The two images are placed around one of the museum columns, inviting spectators to enter the space and move around to interact with the two corresponding pieces. The movement that viewers undertake to look at each piece mimics and satirises the movement of a casual museum-goer, walking around an exhibition.
In addition to my thinking around and with these “mishandled archives”, I completed a short freewrite that helped centre my ideas. If the writing seems disconnected or abrupt, that is a result of Tara Fatehi’s creative and generative interruptions to the freewriting task.
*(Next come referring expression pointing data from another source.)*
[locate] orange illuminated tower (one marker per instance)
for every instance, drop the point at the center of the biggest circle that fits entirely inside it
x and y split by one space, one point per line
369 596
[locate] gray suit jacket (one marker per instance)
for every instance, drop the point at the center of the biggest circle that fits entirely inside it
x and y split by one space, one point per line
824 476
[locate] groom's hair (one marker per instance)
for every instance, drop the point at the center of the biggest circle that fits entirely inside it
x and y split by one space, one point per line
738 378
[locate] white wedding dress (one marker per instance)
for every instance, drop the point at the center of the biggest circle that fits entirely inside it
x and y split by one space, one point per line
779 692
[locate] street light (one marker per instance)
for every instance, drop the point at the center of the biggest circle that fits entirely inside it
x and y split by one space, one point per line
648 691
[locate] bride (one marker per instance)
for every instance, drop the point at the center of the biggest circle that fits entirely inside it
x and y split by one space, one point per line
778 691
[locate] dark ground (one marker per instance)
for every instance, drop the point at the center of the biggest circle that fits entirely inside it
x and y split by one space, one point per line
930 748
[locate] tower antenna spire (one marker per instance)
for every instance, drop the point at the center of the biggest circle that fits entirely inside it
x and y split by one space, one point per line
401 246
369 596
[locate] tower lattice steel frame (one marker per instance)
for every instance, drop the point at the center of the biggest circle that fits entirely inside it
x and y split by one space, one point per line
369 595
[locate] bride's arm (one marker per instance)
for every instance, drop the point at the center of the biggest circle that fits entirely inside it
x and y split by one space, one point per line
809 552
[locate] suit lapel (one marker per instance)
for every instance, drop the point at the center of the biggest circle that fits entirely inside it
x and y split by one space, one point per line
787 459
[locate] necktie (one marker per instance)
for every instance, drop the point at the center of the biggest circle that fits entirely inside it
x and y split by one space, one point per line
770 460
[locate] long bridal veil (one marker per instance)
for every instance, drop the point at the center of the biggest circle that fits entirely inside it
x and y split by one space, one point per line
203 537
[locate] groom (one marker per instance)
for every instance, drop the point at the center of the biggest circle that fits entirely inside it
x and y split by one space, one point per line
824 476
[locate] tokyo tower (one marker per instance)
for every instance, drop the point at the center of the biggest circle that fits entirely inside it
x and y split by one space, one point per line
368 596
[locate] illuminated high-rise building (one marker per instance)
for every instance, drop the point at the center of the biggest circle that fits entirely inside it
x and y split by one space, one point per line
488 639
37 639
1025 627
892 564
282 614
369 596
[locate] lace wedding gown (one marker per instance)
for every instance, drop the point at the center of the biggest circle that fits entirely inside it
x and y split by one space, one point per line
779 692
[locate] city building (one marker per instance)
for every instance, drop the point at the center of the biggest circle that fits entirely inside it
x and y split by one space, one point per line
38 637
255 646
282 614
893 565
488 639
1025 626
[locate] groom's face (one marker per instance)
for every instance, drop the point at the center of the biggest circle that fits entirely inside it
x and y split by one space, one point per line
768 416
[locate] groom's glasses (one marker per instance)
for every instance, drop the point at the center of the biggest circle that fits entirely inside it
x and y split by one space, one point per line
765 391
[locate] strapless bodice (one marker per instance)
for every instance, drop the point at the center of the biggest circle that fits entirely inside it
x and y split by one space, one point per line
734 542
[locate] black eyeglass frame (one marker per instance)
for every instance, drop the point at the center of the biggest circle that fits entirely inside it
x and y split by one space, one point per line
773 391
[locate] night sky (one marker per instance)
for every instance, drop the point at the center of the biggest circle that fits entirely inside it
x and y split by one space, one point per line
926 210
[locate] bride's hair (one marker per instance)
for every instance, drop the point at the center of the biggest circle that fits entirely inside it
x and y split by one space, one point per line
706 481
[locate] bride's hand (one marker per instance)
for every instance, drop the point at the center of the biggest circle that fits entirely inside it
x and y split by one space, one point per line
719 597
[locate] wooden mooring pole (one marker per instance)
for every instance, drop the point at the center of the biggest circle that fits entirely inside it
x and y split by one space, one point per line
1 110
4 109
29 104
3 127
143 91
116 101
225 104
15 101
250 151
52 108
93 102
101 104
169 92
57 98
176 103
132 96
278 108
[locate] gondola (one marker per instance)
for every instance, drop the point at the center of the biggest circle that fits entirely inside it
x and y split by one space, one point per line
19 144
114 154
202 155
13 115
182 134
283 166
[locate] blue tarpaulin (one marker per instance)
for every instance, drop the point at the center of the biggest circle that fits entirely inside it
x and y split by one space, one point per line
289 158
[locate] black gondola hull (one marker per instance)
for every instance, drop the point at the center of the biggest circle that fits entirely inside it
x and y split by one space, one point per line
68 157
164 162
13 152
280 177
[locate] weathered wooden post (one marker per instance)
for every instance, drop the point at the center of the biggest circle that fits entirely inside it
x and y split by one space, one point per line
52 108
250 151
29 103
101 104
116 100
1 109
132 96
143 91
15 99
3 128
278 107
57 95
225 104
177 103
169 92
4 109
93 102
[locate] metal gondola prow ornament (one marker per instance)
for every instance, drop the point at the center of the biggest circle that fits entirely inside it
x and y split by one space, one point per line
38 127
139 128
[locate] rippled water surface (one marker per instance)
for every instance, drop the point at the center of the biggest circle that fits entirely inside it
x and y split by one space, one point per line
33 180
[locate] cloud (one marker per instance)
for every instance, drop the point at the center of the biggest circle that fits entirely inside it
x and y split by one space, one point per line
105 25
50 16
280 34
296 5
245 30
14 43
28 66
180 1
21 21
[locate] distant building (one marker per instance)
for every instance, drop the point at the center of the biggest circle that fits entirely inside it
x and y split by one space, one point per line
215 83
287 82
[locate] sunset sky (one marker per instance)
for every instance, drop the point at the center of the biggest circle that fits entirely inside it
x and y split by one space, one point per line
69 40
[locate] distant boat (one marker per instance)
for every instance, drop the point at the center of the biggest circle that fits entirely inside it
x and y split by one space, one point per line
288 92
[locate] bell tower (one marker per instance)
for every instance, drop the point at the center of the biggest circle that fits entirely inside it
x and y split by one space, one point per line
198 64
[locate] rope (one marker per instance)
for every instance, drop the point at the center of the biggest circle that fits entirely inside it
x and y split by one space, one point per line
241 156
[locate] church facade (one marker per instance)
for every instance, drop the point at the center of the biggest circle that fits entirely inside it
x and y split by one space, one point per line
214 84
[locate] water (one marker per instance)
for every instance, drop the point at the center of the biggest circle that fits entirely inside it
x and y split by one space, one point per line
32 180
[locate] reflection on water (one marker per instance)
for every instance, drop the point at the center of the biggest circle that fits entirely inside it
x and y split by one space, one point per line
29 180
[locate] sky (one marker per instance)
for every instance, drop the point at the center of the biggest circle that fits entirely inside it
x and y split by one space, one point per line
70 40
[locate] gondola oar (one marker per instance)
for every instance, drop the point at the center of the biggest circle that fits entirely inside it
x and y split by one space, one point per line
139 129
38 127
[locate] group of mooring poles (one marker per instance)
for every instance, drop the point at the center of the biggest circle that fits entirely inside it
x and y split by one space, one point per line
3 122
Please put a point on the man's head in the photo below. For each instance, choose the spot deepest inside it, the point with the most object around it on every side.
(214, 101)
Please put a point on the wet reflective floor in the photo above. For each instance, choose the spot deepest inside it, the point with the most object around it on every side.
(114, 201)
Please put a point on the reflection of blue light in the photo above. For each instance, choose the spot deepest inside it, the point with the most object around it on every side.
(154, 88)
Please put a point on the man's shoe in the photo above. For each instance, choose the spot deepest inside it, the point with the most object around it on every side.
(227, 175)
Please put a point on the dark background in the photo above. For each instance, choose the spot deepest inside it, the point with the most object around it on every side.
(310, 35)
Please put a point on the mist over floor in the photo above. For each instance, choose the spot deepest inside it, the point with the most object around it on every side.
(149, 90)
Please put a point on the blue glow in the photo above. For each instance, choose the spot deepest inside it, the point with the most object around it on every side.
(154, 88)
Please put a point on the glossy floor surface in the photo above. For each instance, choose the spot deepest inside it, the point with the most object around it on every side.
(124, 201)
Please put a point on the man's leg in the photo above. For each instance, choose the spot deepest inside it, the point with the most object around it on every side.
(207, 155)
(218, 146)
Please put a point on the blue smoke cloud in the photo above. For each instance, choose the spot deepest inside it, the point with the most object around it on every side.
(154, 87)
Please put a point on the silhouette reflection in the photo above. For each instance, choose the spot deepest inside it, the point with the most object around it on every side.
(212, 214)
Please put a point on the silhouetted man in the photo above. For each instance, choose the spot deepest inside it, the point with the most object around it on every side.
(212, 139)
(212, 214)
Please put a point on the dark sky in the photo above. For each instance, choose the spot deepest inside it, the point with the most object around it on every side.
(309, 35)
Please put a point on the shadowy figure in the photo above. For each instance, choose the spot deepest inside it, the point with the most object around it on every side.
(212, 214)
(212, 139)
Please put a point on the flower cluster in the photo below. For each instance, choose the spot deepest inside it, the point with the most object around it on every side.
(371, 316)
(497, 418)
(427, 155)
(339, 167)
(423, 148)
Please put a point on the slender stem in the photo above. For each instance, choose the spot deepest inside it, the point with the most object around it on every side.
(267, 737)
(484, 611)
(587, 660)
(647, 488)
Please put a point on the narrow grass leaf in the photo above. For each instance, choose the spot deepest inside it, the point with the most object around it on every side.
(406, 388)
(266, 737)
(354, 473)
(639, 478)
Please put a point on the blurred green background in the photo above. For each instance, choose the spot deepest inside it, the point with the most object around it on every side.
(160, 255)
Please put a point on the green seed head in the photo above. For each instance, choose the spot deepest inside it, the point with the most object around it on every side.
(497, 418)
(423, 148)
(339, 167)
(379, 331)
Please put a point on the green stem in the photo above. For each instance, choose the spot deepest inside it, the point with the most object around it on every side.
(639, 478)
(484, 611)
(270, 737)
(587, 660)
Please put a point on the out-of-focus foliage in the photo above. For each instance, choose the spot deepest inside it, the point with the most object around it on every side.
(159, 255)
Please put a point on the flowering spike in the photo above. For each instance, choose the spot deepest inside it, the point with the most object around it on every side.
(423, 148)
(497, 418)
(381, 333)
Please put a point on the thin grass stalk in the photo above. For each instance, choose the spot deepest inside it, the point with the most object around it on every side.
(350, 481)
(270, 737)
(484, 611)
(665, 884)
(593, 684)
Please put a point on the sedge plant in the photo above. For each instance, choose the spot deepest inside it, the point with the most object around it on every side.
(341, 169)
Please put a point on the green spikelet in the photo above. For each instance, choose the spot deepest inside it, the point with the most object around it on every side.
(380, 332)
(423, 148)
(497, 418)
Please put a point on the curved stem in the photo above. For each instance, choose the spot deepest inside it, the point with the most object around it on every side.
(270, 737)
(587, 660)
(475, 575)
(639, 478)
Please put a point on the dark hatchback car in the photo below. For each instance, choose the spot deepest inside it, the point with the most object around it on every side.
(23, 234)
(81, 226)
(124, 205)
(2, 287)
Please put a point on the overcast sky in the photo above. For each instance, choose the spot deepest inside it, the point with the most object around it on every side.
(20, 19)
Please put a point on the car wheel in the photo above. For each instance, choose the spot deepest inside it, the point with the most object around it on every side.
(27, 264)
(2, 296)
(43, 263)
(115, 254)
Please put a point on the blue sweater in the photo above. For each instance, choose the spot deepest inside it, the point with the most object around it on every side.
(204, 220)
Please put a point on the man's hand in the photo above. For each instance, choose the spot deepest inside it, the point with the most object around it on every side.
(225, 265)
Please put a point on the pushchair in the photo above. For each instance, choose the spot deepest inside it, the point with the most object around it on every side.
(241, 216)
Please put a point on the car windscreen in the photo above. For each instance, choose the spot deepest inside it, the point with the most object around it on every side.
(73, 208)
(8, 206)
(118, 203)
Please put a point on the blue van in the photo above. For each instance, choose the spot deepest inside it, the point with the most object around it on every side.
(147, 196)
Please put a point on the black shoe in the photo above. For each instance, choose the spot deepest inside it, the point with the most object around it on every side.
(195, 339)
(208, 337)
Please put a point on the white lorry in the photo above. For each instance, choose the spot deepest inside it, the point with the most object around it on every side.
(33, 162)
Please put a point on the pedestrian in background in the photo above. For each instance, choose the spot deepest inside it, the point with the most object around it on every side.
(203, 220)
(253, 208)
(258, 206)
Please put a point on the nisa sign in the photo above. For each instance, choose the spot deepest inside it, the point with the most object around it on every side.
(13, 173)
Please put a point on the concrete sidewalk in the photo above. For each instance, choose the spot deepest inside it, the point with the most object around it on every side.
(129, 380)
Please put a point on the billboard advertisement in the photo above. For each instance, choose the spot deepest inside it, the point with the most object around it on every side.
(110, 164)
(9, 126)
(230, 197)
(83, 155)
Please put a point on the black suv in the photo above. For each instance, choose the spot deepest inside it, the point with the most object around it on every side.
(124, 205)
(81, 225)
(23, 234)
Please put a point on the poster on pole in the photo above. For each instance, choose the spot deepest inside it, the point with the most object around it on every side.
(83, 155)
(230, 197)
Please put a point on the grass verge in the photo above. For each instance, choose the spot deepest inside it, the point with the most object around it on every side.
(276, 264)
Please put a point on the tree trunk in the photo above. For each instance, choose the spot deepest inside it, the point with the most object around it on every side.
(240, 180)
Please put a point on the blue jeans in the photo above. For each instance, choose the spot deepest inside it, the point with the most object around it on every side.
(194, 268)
When we remember things, where do they go? Is there a compartment in our brain that they slot perfectly into? Is it a room? I could imagine a mind palace. If it was a palace I suppose it could be like the British Museum with its loft glass ceilings that spiral and dizzy and make your head hurt when you think a second too deeply about where it got its artefacts from. When my hand moves along the plaques like a reader, it gets stopped very suddenly. There is a pause. But it feels terribly forced. Why does the sentence stop at “Ancient Mesopotamia”? If I had a pair of scissors I would completely cut out and remove every written plaque. Fuck trying to understand where the objects came from. Sit in the unknown. In the silence. Ignore all kinds of attempts to make sense. Sit in that blinding, sleep deprivation light. The glass ceilings break like a crystal ball. They shatter, raining down vicious shards onto all the objects that sit, unnamed. Tiny, impossible to see bits of glass cut open leather and stone. In this parallel universe, there are no objects rained down upon by glass. The shelves sit empty, dark. No spotlights. No white fucking walls. You wander around this great building. Punch after punch. Nothing. The pain is disappeared. No longer hidden out of view. Just gone. Who would want to walk around this empty, broken building? There’s nothing there. Maybe, we could use this empty house. Beating against those white walls. Fists pounding as they close in on me. I hate the feeling of being trapped. Under a painful white light, that shines right through, as though I’m no longer opaque. I can be looked through, like a piece of cling film. I look almost plastic under this harsh light and setting. I look produced. Like a material, disposable object that cannot be reused or recycled. I’m a product of extraction and ecological decimation. I can break just as easily. Wasn’t made to last. Wasn’t made to hold up the weight of this light. This light that illuminates every part that I want to hide. Everything comes to the foreground. That which is darkest, that which is most disgusting and foul. Like shiny, new plastic organs on show. A separated, categorised body. Heart and liver on display.